Adaptation funds have been on the negotiations agenda for several years now. Industrialised countries, including progressive countries like Denmark, have run away from committing anything concrete, and developing countries have not been able to pin down any liability on them. Now, out of the blue, they start flashing their wallets again, and commit a paltry US $1.5 million for least developed countries, while announcing that the other developing countries won’t get any, because they’re not being good!

Denmark is eager to get developing countries to ‘start talking’ about future developing country commitments. Instead of relying on financial muscle, they should remember the ethical responsibility they committed themselves to, and understand that any such talk is ‘in bad faith’ in the current climate of global distrust. Developed countries are afraid that ‘just talking’ about commitments could be the first step down a very slippery slope that leads to the undoing of the principle of common but differentiated responsibilities. In fact, if developing countries are asked to take on commitments in the second commitment period, then this principle will be reduced to mere tokenism, since by then, there is no way that the rich countries would have taken action commensurate with their responsibility for global warming. The cuts they have taken on in the first commitment period of the Kyoto Protocol are minute, compared to the amount of carbon dioxide they have pumped into the Earth’s atmosphere.

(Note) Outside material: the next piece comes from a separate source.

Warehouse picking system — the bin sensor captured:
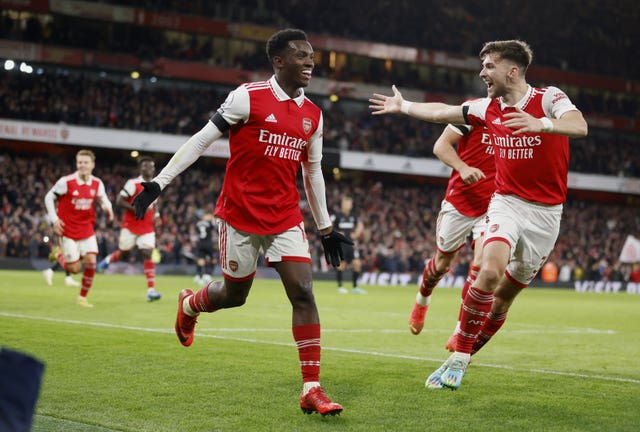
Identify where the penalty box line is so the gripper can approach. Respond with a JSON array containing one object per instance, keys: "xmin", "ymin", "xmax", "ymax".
[{"xmin": 0, "ymin": 312, "xmax": 640, "ymax": 384}]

If Denmark and the other developed countries want to start discussing developing country targets, they had better start behaving like they are serious about taking responsibility for their emissions, and start making policy changes in their own countries. Instead of bullying poorer countries, their monetary and political influence would be better used to bring the US back to the multilateral table. This might make poorer countries believe that they are not being trapped into bearing the burden of climate change mitigation, while rich countries buy their way out. That countries like Denmark are not simply trying to perpetuate a situation where the poor do not get the ecological space they need for their development, but are kept forever on dole, forever dependant on Northern largesse.

Finally, Southern leaders are equally to blame for encouraging the perception that they can be bought. Additional finance has become their constant refrain in these negotiations, drowning out any other valid interventions they may make. There are many instances when finance has been their predominant concern — the creation of a multilateral fund played a big part in convincing many developing countries to sign the Montreal Protocol, despite the fact that they were not part of the negotiations for the text, and it did not adequately represent their concerns. So if industrialised countries get the impression that money, rather than any moral or ethical consideration, is the way to deal with developing countries, then our leaders must be held responsible for this reputation. They should show more spine and substance when protecting the interests of their poor populations.